Rabat – Morocco’s Ambassador and Permanent Representative to the UN Omar Hilale delivered the details of the new resolution of the UN Security Council on the Question of the Western Sahara at a press conference yesterday in the United Nations.
Hilale did not mince his words: “There will be no political process for the settlement of the Sahara issue if there is any one trace of the Polisario in Guerguarat.”
As Morocco welcomed the unanimous adoption on Friday of UN Security Council resolution 2351 extending the mandate of MINURSO for one more year until April 30, 2018, Hilale stressed how this decision “pays tribute to Morocco’s actions while at the same time makes the other parties accountable and enjoins them to comply with international law.”
The ambassador addressed an ultimatum to the Polisario, calling them to remove any trace of the front from Guerguerat. “We do not want the Department of Peacekeeping Operations (DPKO) and the Minurso to endorse deception and cheating,” he said, stressing that the first version of the Security Council resolution condemned the Polisario, pushing the front to finally withdraw from the zone to avoid a sanction.
For the first time in nine years, the text has “strengthened the paragraph relating to the registration and census of the populations of Tindouf camps, demanding that efforts be made to this end,” added Hilale. The diplomat stressed that the resolution calls on the neighboring countries and particularly Algeria to “not to shirk away from their responsibility in this matter.”
Hilale also addressed the departure of the personal envoy of the Secretary General for the Western Sahara Christopher Ross who resigned from his functions. “For us, Christopher Ross is the man of the past,” said Hilale, adding the Ross “has been the best diplomat Algeria has ever had during the last forty years.”
Asked about the possible appointment of Germany’s Horst Köhler as Ross’s successor, Hilale replied, “We have nothing against Germany, with which Morocco has excellent bilateral, economic, political, and cultural relations. And we have nothing against any former German Head of State.”

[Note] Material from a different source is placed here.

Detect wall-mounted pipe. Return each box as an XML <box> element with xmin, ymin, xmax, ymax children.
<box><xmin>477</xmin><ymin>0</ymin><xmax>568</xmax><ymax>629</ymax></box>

In fact, all along the press conference, Hilale didn’t shy away from speaking his mind to some of the journalists whose questions betrayed an unfriendliness towards Morocco.
One of the highlights of the conference were the heated exchanges between Hilale and a journalist from Algeria’s Service Press, who asked the Ambassador on his opinion about the Rif Independence Movement, calling some of the Rif regions “occupied territories.”
Hilale’s answer was very clear and to the point: “All those who have different opinions from those of the government, are free to express them. The Rif people have been speaking their minds for everyday now without being attacked or imprisoned.”
“That is not the case in Algeria,” Hilale pointed out, adding that in Morocco’s eastern neighbor “people die by the dozens if not the hundreds and disappear every day.”
The Ambassador explained to the journalist the difference between the two countries. “The difference between the Rif and the Kabils is that in Algeria the death tolls are counted by the hundreds, while in Morocco, people are free to speak their mind safely,” he said.
“In Morocco we have freedom of speech, freedom of movement and freedom of assembly. In Morocco all those who speak freely do so in the respect of the constitution,” Omar Hilale added.